Когда он очнулся, его все еще подташнивало. «Эпсилон» исчез. Но его белый кружевной след остался в душе парторга навсегда.

Рядом на земле лежала Самобранка – развернутая, грязная и словно бы мертвая.

– Ушел! Ушел, гад, отравитель. Бакалея сраная! – запричитал, захлебываясь, Дунаев, шаря по Скатерти руками.

Он с трудом поднялся и снова взглянул на вершину Сапун-горы. «Приближение» включилось само собой. Между рыцарем и чучелом теперь кто-то стоял – сутулый, невзрачный. Это был Бакалейщик.

Его лицо надвинулось на Дунаева, освещенное трепетным отсветом пожара. Оно казалось осунувшимся, суровым, больным. Бакалейщик больше не посмеивался. «Истерзала его все-таки Скатерка», – подумал Дунаев.

Издалека Бакалейщик посмотрел на него, словно поймав взгляд парторга, тянущийся к нему с другой стороны бухты. И Дунаев с изумлением увидел, что глаза у Бакалейщика не зеленые. Глаза были серо-розовые, скорбные. Зрачки казались черными дырочками, провалами, куда ушла, втянулась вся магическая зелень, еще недавно полыхавшая в этих глазах.

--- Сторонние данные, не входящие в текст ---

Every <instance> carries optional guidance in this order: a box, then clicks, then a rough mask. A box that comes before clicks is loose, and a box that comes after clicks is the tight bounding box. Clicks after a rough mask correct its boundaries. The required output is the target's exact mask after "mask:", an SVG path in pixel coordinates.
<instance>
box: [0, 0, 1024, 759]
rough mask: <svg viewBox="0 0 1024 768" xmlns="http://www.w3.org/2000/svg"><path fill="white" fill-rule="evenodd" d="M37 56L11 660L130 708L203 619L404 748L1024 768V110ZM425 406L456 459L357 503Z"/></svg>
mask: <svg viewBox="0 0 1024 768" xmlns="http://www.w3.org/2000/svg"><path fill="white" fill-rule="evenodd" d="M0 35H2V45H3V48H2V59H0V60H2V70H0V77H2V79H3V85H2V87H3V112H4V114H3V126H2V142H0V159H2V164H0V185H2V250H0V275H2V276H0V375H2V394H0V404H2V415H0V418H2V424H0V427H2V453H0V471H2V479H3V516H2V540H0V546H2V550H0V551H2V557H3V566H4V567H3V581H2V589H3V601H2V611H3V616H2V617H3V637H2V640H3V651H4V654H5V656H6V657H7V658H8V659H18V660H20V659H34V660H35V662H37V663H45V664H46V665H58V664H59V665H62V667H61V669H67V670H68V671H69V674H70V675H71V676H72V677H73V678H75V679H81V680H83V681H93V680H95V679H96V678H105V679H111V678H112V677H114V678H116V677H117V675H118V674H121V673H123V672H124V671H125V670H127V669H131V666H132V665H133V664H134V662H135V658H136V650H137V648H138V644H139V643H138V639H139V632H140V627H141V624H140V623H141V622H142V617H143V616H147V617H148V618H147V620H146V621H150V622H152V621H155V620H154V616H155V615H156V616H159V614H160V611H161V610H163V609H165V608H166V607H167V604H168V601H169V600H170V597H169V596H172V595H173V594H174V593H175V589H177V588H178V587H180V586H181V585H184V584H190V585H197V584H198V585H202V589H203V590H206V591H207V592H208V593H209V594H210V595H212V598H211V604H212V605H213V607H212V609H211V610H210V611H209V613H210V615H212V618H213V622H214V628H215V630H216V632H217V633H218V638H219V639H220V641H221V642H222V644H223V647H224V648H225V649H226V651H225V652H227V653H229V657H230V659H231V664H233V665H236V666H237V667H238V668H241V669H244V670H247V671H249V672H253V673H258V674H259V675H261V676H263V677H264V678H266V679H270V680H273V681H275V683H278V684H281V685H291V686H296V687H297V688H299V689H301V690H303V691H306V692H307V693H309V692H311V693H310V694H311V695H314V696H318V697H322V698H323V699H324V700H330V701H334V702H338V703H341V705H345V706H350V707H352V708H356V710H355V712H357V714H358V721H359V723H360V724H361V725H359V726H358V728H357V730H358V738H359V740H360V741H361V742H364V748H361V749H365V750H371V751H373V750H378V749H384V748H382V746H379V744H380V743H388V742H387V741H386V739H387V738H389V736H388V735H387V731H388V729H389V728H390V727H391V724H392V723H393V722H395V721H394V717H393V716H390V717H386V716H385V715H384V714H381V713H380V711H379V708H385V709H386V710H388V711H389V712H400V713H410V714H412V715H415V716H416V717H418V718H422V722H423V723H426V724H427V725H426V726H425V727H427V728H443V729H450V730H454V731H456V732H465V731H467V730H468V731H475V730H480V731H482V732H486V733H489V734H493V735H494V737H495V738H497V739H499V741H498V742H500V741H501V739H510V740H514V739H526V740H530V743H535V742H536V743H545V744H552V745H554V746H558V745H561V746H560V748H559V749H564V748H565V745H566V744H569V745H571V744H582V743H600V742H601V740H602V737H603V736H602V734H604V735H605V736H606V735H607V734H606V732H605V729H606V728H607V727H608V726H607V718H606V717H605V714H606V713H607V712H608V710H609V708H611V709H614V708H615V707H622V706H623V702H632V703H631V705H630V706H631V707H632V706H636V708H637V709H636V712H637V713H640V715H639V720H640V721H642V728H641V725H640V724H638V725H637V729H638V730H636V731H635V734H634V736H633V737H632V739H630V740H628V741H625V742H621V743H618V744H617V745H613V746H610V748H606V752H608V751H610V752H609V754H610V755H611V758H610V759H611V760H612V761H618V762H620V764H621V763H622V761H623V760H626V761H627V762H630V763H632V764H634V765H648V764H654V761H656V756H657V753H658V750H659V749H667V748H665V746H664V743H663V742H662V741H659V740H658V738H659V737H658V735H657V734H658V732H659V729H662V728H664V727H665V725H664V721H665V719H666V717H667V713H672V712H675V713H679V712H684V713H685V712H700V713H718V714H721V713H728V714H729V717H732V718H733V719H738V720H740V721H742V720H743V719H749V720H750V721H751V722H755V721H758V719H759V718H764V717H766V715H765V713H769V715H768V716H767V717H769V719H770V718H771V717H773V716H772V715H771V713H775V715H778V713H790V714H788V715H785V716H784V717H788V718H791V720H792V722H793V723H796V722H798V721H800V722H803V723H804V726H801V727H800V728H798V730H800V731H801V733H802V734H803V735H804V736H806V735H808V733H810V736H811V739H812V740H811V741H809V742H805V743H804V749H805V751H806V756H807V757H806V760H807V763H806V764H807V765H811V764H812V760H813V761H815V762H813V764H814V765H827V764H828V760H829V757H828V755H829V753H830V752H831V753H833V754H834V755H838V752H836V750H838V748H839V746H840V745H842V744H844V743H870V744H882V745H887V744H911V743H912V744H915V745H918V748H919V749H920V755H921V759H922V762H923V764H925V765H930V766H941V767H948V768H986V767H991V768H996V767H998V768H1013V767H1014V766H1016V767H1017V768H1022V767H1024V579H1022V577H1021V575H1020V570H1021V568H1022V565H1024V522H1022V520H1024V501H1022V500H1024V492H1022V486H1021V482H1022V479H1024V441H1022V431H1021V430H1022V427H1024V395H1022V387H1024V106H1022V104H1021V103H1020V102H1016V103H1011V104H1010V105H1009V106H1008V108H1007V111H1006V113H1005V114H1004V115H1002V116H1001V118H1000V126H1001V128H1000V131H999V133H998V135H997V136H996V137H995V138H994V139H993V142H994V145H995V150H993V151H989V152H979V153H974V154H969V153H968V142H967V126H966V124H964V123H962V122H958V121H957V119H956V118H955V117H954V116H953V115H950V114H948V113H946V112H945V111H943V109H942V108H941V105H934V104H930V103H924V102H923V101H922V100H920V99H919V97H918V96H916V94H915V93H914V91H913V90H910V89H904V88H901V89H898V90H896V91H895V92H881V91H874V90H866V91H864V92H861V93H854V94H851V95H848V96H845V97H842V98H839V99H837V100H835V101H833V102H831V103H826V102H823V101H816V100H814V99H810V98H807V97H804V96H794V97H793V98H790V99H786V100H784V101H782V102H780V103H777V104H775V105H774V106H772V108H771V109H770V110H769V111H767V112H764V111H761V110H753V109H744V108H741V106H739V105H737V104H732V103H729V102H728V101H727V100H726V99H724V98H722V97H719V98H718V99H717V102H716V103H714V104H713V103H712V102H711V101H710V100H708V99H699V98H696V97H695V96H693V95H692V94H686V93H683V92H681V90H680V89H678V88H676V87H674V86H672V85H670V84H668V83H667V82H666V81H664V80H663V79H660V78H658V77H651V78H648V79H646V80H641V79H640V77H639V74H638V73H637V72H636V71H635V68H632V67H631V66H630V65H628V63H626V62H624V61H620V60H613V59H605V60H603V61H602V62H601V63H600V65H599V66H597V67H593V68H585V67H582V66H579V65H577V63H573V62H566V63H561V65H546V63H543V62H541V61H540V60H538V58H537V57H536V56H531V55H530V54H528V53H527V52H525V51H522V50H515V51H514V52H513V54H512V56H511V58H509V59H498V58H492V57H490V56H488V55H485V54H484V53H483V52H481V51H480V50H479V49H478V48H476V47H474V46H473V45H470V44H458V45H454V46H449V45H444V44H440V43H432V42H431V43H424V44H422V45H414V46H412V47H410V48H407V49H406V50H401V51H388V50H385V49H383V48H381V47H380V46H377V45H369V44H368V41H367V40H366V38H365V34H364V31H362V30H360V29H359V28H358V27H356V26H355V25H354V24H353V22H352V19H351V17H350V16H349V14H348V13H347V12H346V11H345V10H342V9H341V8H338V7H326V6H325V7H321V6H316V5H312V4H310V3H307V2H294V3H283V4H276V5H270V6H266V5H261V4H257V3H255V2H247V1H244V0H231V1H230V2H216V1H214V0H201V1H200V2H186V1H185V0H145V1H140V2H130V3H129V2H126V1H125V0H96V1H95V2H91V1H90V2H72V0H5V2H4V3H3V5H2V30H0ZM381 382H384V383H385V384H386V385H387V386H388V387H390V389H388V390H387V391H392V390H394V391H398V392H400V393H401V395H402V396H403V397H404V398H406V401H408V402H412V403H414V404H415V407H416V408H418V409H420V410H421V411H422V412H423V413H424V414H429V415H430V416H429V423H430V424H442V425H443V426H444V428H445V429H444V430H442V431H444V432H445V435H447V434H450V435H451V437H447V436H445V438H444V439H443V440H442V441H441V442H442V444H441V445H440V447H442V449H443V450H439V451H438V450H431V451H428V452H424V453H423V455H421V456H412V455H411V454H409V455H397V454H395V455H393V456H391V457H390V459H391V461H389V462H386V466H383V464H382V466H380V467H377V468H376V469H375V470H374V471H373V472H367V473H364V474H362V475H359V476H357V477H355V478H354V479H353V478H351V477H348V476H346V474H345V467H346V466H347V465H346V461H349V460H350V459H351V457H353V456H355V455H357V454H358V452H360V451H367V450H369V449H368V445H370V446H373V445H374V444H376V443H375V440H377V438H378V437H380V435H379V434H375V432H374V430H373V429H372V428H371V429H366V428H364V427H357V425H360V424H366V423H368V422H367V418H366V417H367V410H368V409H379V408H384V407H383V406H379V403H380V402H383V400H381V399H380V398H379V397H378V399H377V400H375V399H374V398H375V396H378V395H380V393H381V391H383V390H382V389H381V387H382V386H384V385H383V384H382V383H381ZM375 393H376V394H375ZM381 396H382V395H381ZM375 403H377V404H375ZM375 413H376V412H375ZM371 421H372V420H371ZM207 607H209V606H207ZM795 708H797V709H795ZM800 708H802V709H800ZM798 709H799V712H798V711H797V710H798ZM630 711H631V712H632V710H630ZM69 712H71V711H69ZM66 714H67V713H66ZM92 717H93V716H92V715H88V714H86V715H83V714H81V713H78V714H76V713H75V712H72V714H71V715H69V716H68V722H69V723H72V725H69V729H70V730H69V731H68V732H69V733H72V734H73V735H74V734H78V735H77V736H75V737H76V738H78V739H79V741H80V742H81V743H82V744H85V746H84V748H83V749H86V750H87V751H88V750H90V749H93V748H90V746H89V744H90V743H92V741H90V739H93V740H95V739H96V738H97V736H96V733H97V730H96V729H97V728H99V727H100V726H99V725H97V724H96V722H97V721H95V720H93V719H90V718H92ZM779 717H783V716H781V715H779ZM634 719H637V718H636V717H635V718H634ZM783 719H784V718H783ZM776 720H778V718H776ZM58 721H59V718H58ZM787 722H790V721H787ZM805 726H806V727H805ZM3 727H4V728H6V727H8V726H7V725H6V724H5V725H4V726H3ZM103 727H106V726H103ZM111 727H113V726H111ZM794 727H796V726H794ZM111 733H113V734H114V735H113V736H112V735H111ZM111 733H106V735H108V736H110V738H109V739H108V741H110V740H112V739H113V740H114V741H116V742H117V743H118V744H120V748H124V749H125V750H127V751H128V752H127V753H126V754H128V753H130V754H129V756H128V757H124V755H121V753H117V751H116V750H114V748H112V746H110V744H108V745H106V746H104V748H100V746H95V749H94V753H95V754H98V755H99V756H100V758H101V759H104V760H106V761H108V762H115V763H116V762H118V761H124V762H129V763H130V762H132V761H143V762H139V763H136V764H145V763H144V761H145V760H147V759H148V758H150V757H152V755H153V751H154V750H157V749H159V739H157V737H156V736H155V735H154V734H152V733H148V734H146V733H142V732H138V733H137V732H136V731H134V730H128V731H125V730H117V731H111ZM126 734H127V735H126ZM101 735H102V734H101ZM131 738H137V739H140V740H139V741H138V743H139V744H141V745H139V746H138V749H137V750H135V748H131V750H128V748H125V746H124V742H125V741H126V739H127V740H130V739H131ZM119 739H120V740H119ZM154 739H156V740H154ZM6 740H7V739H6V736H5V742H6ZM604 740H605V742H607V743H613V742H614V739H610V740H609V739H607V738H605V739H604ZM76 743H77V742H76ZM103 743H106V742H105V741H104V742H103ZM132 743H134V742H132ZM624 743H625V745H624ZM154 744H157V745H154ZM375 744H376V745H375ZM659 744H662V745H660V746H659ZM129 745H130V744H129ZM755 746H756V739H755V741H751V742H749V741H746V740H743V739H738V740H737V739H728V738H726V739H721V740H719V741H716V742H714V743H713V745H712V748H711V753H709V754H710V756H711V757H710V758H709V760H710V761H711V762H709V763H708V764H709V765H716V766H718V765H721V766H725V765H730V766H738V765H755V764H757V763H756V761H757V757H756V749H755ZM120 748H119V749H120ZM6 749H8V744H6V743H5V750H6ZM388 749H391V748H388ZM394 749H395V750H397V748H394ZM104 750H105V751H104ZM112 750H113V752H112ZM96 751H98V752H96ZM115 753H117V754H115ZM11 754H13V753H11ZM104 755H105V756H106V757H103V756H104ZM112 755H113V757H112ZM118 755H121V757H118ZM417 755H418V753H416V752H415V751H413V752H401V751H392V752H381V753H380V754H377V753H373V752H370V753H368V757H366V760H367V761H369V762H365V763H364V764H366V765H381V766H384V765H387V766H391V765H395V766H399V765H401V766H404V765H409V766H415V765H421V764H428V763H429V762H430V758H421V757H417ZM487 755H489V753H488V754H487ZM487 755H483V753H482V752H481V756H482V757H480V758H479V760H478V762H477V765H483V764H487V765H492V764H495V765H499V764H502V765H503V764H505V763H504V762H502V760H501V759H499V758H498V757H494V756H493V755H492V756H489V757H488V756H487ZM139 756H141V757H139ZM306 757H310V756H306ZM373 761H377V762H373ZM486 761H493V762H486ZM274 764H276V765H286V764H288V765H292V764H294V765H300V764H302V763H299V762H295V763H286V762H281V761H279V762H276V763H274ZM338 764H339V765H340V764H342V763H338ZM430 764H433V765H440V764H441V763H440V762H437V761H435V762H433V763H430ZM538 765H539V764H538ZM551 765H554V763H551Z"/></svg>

Они стоят друг против друга —

Один и трое. И молчат.

А ниже реет смерти вьюга

И расцветает взрывов сад.

Для них одно – бой на просторе,

Сражений дальних огоньки,

И ловит искреннее море

Тяжелый трепет их руки.

Держи, парторг, святую скатерть!

Держи оружие, дружок.

Иначе ты украсишь паперть —

Калека, нищий и божок.

В твою протянутую руку,

Усталую от битв пустых,

Мир вложит горькой жизни скуку,

Заставит соблюдать посты.

Окончишь жизнь в глухой сторожке,

Где Север будет ворожить.

И будут насекомых ножки

Тревогу сердца ворошить.

Они коснутся нежно-нежно

Исподних творожков души

И будут щекотать прилежно…

Постой, Дунаев, не спеши.

Послушай, что тебе мы скажем,

Доверчиво впитай наш яд —

В нем честность есть бездонных скважин.

Сверни-ка лучше скатерть, гад!

Забудь свой рай. Ищи свой ад.

Парторг увидел, что Бакалейщик вынул из кармана маленький ключ – тот самый, которым он «запер» зрение Дунаева. С минуту Лысый Сквернослов смотрел на ненужный более ключ, потом равнодушно бросил его в море. Тут же все трое – сквернослов, рыцарь и чучело – исчезли.